J Proteome Res. 2011 Dec 2;10(12):5555-61. doi: 10.1021/pr200913a. Epub 2011 Oct 26.
Proteome identification using peptide-centric proteomics techniques is a routinely used analysis technique. One of the most powerful and popular methods for the identification of peptides from MS/MS spectra is protein database matching using search engines. Significance thresholding through false discovery rate (FDR) estimation by target/decoy searches is used to ensure the retention of predominantly confident assignments of MS/MS spectra to peptides. However, shortcomings have become apparent when such decoy searches are used to estimate the FDR. To study these shortcomings, we here introduce a novel kind of decoy database that contains isobaric mutated versions of the peptides that were identified in the original search. Because of the supervised way in which the entrapment sequences are generated, we call this a directed decoy database. Since the peptides found in our directed decoy database are thus specifically designed to look quite similar to the forward identifications, the limitations of the existing search algorithms in making correct calls in such strongly confusing situations can be analyzed. Interestingly, for the vast majority of confidently identified peptide identifications, a directed decoy peptide-to-spectrum match can be found that has a better or equal match score than the forward match score, highlighting an important issue in the interpretation of peptide identifications in present-day high-throughput proteomics.

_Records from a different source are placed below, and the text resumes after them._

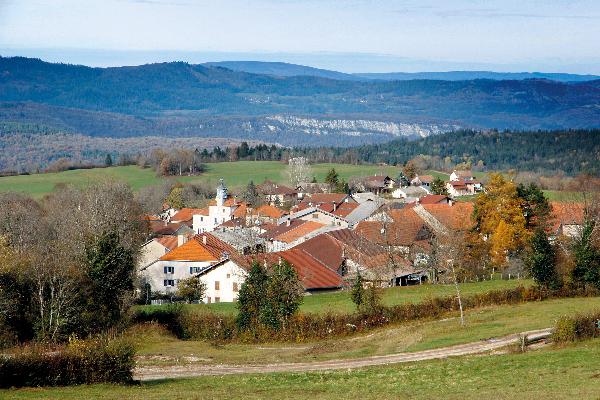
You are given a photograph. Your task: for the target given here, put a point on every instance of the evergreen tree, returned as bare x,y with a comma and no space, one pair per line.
587,258
283,296
251,297
111,269
439,187
358,292
541,261
332,179
535,205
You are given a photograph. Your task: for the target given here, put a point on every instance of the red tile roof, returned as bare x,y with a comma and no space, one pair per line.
270,211
406,228
196,250
312,273
458,216
186,214
170,242
433,199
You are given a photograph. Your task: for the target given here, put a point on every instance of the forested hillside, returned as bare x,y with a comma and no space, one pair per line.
570,151
179,99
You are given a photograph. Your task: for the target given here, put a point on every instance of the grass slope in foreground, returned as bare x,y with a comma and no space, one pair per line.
558,373
235,174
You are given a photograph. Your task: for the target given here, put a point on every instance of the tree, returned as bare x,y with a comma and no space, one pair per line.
410,169
251,196
298,171
251,298
438,186
332,179
191,289
402,180
110,269
358,292
284,295
499,217
535,205
541,261
587,257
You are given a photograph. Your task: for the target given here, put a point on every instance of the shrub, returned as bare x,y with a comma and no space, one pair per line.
91,361
577,327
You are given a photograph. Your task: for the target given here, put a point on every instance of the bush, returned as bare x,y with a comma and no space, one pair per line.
577,327
305,327
91,361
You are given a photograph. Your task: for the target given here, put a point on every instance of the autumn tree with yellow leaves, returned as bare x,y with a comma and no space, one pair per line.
499,217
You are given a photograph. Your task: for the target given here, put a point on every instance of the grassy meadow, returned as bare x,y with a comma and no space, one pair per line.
236,174
340,302
569,372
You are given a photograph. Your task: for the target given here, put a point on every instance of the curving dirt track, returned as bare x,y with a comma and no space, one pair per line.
192,370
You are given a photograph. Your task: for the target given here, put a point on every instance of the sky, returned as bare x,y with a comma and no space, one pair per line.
348,36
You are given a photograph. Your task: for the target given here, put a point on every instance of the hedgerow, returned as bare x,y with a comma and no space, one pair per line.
187,324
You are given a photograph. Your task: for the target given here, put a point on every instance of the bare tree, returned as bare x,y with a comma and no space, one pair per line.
298,170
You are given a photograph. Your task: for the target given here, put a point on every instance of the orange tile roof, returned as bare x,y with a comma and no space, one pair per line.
170,242
312,273
196,250
458,216
433,199
298,232
186,214
406,229
270,211
192,250
566,214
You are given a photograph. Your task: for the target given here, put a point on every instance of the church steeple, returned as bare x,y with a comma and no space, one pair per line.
221,193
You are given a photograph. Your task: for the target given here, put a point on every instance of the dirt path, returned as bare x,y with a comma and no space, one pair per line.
191,370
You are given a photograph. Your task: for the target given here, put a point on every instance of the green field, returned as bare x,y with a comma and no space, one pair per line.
235,174
340,302
570,372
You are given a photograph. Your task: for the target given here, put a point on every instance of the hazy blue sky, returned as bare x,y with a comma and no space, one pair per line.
352,35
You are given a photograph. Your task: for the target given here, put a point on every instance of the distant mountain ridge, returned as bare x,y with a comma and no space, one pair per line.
177,99
287,69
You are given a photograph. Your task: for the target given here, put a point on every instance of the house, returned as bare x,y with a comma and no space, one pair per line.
463,187
378,184
314,275
223,208
290,233
275,193
406,232
566,219
164,228
185,261
185,215
409,193
423,180
462,175
155,248
434,199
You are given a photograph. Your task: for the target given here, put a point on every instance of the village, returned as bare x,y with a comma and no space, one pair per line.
385,232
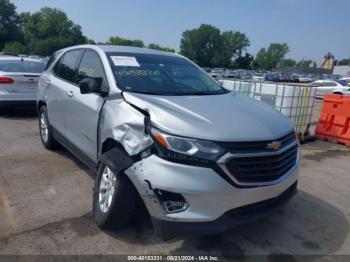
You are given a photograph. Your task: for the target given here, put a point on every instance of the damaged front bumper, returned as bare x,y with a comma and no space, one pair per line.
207,196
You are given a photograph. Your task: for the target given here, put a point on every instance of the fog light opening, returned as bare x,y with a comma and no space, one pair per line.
171,202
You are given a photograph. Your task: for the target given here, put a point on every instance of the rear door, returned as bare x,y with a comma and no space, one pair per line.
82,110
59,83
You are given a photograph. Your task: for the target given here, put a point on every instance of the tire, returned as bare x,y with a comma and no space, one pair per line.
45,130
120,208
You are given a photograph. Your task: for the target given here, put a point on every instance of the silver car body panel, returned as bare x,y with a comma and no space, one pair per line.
232,117
124,124
228,117
209,196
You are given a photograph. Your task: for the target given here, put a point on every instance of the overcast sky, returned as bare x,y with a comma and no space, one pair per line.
311,28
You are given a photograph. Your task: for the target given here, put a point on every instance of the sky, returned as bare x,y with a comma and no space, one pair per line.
311,28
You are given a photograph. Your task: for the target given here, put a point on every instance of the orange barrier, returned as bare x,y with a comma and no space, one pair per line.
334,122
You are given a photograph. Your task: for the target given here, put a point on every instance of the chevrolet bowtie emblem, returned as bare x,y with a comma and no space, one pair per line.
275,145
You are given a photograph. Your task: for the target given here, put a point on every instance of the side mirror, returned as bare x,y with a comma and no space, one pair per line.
90,85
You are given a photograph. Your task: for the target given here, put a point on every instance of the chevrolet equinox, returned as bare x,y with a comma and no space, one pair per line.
154,126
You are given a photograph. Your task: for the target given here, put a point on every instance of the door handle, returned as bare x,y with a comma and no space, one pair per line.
69,93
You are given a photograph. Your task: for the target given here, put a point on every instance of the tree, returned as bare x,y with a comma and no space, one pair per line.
48,30
208,47
116,40
244,62
344,62
158,47
9,23
287,63
15,47
271,57
306,63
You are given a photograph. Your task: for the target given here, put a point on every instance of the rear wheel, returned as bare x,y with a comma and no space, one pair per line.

基于肽段的蛋白质组学技术进行蛋白质组鉴定是一种常规使用的分析技术。在从 MS/MS 谱中鉴定肽段时,最强大和最受欢迎的方法之一是使用搜索引擎进行蛋白质数据库匹配。通过目标/诱饵搜索进行错误发现率 (FDR) 估计进行显著性阈值处理,以确保将 MS/MS 谱主要有信心地分配给肽段。然而,当使用这种诱饵搜索来估计 FDR 时,已经明显出现了一些缺点。为了研究这些缺点,我们在这里引入了一种新型的诱饵数据库,其中包含在原始搜索中鉴定的肽段的等质量突变版本。由于捕获序列是通过监督方式生成的,因此我们将其称为定向诱饵数据库。由于我们的定向诱饵数据库中发现的肽段是专门设计的,因此看起来与正向鉴定非常相似,因此可以分析现有搜索算法在这种强烈混乱的情况下进行正确调用的局限性。有趣的是,对于绝大多数有信心鉴定的肽段鉴定,都可以找到一个定向诱饵肽段与谱图的匹配,其匹配得分优于正向匹配得分,突出了当今高通量蛋白质组学中肽段鉴定解释的一个重要问题。